How can I randomly generate a probability mass function such that the entropy of a random variable that follows that probability mass function is a specific value $h$?
Basically, I need to randomly generate a probability distribution over $n$ states with probability $p_i$ of being in state $i$. We can represent the distribution as a vector: $\vec{p}={p_1,p_2,p_3,...p_n}$ such that:
$$\sum_{i=1}^n p_i\ =\ 1$$
and
$$Entropy(\vec{p})=-\sum_{i=1}^n p_i\ log_2(p_i)\ =\ h$$
for a known $h$ between $0$ and $log_2(n)$. Specifically, I know $h$ and I want to randomly select $n$ values that satisfy the above conditions for that $h$.

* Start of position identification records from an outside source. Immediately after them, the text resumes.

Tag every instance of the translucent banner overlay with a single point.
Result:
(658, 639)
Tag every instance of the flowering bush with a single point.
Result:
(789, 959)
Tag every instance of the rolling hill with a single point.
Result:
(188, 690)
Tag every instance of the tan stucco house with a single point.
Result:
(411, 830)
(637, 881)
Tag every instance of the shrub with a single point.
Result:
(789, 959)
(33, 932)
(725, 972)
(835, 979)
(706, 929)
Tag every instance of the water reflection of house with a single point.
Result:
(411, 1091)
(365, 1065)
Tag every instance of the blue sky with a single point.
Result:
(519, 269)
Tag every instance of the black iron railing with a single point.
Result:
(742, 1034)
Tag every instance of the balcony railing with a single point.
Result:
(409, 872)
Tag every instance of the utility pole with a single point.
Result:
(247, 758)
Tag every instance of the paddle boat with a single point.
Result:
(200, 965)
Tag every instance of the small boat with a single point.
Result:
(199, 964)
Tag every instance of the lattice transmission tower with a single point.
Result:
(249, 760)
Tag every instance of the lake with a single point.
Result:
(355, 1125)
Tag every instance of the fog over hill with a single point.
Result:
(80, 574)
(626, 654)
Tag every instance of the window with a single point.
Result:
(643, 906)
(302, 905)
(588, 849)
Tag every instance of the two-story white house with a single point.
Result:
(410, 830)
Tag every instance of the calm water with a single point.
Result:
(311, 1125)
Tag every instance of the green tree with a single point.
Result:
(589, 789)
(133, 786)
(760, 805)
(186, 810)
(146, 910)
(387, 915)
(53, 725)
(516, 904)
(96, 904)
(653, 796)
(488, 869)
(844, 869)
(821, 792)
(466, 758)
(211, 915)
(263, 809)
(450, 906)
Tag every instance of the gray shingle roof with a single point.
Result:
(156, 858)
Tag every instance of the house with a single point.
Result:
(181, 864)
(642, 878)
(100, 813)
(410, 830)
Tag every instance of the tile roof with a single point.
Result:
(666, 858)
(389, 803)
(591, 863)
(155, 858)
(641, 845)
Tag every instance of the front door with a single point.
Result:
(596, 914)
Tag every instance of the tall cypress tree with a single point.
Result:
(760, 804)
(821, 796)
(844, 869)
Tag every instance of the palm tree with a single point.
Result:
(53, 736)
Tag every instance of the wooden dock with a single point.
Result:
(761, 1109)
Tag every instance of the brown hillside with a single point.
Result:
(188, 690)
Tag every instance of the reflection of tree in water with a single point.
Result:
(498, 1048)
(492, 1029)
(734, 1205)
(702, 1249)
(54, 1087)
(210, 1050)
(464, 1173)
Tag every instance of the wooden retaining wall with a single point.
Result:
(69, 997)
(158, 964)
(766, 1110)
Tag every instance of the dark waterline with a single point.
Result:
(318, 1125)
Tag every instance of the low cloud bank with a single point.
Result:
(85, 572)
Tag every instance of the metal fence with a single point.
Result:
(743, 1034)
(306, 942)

The set of values ${p_1,p_2,p_3,...p_n}$ should be uniformly distributed. In other words, the probability density function of a point should match the probability density function of a point uniformly distributed on a simplex. See this post about randomly generating points on a simplex. To put it in formal terms, the distribution should be uniform in the sense that it will be the same as though the point were generated through rejection sampling of points on the simplex where any point $\vec{p}$ is rejected if outside of the $Entropy(\vec{p})$ is outside the range range $[h-\epsilon,h+\epsilon]$ for an infinitesimally small $\epsilon$.
Update: If we raise each element of $\vec p$ to a power $x$ and then normalize the result by scaling it so that it sums to one, then we can adjust the entropy arbitrarily (provided that $\vec p$ doesn't represent an exactly uniform distribution). Based on this, I think we can randomly generate a point on the simplex and then just raise it to a power to adjust the entropy to the desired value. Does anyone know how to prove that this won't lead to a bias when compared to rejection sampling?
This is not an answer, I am just answering the Update part with a numerical visualization.
Observation: all the points that can be acheived by a certain starting point are on a curve and they can map to each other with the same method.
Now fixing n=3 for easier visualization I plot $p_1$ and $p_2$ against each other and add the contours of constant entropy:
Now lets assume this method gives us a uniform distribution for $H=1.4$, we can see visually that mapping this into $H=1.2$ will not give us a uniform.
Theoretically such a function should be orthogonal to $(n-1)$D constant entropy surfaces (it's a necessary condition). And on top of that you have to show that your initial probablity density is mapped to a uniform distribuion on a single surface as well (sufficient condition).